Peter & Max - Bill Willingham [15]
“Which the giant did!” Peter said, too excited to keep from interrupting. This was part of the story he knew very well.
“Yes,” Father said. “The frost giant came out and they did fierce battle with each other, a battle that lasted four days and three nights and shook the ice-covered lands all around them. But Jorg couldn’t prevail, and the giant finally repulsed him. But that night Jorg wrote a song about the great battle and sang it to the earth and the moon and the stars, and the earth and the moon and the stars listened and took note.
“The next day Jorg went to stand again before Bryn’s dark tower, and again called him out to battle. And this second great and thundering battle also lasted four days and three nights, before Jorg was repulsed once more. That night Jorg wrote another song about the second battle, and the earth and the moon and the stars listened again and took note. But Jorg was as clever as he was brave and mighty. This time he added a verse to his song wherein he promised that on the third time they battled he’d win a decisive victory and overthrow the giant, taking his head and all of his treasures. And the earth and the moon and the stars pondered this and conferred together and decided that this must indeed come to pass, for it’s been written in a song. Before that day — and remember that this happened during the early days of all things — nothing untrue had ever been written into a song.

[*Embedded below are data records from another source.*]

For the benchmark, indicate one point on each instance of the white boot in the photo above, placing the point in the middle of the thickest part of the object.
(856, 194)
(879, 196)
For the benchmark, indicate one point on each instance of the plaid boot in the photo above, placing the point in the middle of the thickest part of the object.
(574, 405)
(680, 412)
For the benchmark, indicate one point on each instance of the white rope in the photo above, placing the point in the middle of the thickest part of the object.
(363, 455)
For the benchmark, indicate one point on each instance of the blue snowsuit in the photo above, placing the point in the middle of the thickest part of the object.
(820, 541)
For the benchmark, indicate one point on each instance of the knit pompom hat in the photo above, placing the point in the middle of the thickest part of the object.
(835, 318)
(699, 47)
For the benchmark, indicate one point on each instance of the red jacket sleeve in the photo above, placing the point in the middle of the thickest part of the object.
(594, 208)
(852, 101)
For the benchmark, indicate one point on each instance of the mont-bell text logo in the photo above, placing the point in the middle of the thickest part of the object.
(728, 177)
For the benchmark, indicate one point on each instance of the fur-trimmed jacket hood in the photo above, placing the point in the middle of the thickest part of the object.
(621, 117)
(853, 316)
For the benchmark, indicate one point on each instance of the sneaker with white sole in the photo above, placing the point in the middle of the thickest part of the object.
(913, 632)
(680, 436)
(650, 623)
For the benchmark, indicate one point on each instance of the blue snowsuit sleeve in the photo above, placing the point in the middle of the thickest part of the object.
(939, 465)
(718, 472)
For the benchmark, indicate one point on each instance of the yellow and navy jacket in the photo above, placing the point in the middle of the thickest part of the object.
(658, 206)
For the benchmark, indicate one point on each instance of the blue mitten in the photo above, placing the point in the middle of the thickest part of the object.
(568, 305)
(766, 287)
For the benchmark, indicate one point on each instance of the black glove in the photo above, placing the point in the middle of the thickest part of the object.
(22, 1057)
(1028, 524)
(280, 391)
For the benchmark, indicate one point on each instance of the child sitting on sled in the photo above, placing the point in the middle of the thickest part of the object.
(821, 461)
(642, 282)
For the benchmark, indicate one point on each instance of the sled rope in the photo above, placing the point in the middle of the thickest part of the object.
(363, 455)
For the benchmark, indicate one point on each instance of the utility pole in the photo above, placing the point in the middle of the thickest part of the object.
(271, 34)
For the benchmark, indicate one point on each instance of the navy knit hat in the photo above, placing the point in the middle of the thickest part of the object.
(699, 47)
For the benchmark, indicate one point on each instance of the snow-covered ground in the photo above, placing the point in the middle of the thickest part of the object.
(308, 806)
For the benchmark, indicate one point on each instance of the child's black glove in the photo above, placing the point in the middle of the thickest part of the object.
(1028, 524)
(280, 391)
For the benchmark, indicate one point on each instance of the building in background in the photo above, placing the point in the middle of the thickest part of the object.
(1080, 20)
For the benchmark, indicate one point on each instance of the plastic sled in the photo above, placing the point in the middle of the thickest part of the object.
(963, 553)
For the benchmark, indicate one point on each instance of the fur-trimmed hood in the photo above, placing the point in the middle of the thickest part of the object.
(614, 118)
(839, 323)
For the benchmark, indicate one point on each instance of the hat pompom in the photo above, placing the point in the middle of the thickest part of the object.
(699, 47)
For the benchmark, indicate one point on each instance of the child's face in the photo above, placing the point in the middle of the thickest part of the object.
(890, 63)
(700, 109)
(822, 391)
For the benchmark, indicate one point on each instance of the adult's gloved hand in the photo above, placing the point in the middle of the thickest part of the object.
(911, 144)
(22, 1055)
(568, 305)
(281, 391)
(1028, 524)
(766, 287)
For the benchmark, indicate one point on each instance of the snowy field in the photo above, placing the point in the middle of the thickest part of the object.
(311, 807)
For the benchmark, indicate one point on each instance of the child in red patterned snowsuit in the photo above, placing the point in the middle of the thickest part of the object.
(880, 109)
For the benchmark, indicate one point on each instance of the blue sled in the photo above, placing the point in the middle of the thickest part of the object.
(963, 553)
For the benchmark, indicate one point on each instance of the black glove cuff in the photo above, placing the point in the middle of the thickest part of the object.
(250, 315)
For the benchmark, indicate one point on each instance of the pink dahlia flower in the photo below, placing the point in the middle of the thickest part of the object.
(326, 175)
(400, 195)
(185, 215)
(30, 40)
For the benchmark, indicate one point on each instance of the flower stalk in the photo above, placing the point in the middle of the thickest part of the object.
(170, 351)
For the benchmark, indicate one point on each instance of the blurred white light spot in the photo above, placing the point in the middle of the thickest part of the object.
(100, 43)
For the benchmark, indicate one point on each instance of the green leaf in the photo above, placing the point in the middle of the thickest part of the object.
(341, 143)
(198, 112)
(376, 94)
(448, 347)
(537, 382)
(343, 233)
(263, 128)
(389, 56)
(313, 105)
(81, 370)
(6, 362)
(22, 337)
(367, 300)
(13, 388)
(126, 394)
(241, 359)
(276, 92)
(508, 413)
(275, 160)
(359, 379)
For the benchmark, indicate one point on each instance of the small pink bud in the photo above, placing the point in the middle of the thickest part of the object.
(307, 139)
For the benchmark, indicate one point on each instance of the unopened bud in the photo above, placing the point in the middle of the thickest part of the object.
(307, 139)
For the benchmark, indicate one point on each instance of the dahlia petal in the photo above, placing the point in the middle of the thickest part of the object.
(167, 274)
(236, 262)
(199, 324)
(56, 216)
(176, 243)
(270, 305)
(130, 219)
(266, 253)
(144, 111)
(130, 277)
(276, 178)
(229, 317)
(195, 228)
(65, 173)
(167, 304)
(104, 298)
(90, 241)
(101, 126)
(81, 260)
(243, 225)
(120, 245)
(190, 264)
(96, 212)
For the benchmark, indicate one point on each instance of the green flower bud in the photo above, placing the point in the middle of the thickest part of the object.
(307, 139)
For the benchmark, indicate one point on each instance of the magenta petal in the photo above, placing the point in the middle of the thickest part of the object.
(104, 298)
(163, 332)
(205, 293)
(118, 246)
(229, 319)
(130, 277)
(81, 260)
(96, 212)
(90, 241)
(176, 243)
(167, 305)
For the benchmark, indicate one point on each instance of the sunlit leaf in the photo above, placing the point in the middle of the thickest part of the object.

“So Jorg and the frost giant battled a third time and it also lasted for four days and three nights, but this time Jorg won. He overthrew Bryn and took his head and all of his treasures. Now we can never know if Jorg defeated the giant solely by his own strength, or if his song convinced the earth and the moon and the stars to help, or even if the very fact of the song was itself enough to conjure powerful magic that determined the battle’s outcome. But what we do know is that Jorg the Clever cut off one of the giant’s fingers to roast over a fire for his dinner that night.”
“And the finger was bigger than the biggest suckling pig,” Peter said, jumping in with another part that he knew.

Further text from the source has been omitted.